Film Review

Young @ Heart

Courtesy of Fox Searchlight Pictures
Courtesy of Fox Searchlight Pictures
Film about a seniors' choir gives new meaning to old, familiar songs

By Patricia Clarke


Young@Heart
Directed by Stephen Walker
(Fox Searchlight Pictures)


Take two dozen seniors, white hair or no hair, stiff knees, canes and oxygen tanks. Put them in a choir called Young@Heart. And when they start to sing, discover you’re never too old, and it’s never too late, to rock ’n’ roll.

This seniors’ choir doesn’t sing Down by the Old Mill Stream. It belts out rock and punk classics by groups that most octogenarians have never heard of: Coldplay, Sonic Youth, the Rolling Stones (those other geriatrics), the Flaming Lips. The result is the most heartwarming celebration of the joy of life you’re likely to see this year.

In this 110-minute documentary, Stephen Walker, a British filmmaker who saw the Massachusetts group perform in London (“We sang on every continent till I got incontinent,” one member quips), follows them as they prepare for a concert. Their average age is 80, ranging from 73 to 92, but to watch them is to realize that age is just a number. There’s Dora, 83, the one up dancing, and Eileen, a 92-year-old flirt who gave up striptease two years ago, and Stan who has a bad back and Joe who has survived six bouts of chemotherapy.
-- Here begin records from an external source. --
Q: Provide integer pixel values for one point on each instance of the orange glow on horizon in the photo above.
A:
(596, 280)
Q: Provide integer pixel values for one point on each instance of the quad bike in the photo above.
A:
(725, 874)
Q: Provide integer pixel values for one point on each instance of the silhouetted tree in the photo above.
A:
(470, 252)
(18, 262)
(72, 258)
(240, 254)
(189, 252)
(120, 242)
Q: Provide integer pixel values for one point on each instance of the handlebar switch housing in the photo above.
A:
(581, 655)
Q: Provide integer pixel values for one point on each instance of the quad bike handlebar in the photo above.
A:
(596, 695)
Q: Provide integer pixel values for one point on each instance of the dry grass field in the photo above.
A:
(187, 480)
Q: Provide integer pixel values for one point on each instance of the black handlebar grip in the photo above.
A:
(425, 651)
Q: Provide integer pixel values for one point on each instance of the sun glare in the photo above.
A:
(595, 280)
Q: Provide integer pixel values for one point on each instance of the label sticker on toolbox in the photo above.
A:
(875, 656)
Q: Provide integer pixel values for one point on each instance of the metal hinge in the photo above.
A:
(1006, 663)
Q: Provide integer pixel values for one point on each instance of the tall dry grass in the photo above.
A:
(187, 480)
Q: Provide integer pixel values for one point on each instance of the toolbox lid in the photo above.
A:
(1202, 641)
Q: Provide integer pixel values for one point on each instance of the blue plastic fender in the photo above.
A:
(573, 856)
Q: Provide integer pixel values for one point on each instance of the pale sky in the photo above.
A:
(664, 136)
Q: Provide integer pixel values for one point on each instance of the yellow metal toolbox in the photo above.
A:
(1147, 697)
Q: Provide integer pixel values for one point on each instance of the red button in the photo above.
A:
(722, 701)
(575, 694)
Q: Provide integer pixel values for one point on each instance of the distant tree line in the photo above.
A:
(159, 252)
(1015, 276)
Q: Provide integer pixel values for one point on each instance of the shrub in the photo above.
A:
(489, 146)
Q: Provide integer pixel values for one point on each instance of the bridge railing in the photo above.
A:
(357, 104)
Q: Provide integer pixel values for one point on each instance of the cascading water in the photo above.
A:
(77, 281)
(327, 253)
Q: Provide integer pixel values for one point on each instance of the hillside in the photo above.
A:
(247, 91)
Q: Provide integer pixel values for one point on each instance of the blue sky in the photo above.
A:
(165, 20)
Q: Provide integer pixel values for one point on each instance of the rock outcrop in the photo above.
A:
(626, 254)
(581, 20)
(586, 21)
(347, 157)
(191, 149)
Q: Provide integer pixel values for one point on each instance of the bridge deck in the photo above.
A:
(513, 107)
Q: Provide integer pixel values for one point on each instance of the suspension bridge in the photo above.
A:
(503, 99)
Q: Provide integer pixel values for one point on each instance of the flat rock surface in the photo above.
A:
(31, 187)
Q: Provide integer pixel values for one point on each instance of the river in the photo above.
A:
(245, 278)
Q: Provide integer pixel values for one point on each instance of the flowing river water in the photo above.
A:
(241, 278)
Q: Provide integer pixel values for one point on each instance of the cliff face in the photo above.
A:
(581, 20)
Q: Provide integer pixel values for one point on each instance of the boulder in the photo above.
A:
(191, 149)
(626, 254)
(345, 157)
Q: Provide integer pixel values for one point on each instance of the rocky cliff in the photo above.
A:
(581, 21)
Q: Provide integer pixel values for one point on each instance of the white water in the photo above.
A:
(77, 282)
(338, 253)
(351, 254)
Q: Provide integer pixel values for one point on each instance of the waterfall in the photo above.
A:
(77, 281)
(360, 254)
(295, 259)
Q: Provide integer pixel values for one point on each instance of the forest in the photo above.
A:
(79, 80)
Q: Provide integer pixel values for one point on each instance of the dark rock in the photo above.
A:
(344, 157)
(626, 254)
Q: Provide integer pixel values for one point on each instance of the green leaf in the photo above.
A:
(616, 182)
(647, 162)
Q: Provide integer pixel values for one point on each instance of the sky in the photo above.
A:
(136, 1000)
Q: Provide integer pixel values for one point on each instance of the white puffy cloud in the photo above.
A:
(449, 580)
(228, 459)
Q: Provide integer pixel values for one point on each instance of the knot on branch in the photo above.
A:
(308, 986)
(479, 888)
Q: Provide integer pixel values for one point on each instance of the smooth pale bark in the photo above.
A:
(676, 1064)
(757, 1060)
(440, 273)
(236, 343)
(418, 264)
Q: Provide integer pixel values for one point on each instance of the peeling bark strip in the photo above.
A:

If it sounds as if the film might be condescending (“Aren’t these old folks cute!”), sometimes Walker leans that way. In fact, the film is most successful when he gets out of the way and lets the singers speak for themselves. Like Joe Benoit, who is 86. “That’s what my life is now: singing. Keep on singing — that’s the key.” Benoit dies during the filming, still singing to the end.

The words of songs that may be familiar have a new meaning when sung by people at the end of their lives. All We Have Is Now, the Flaming Lips song, is heartbreakingly appropriate. Fred Knittle draws tears when he sings Coldplay’s Fix You in tribute to his friend Bob Salvini, who also died during the filming. And the Bee Gees’ Stayin’ Alive becomes a song of survival, crying out a refusal to go gentle into that good night.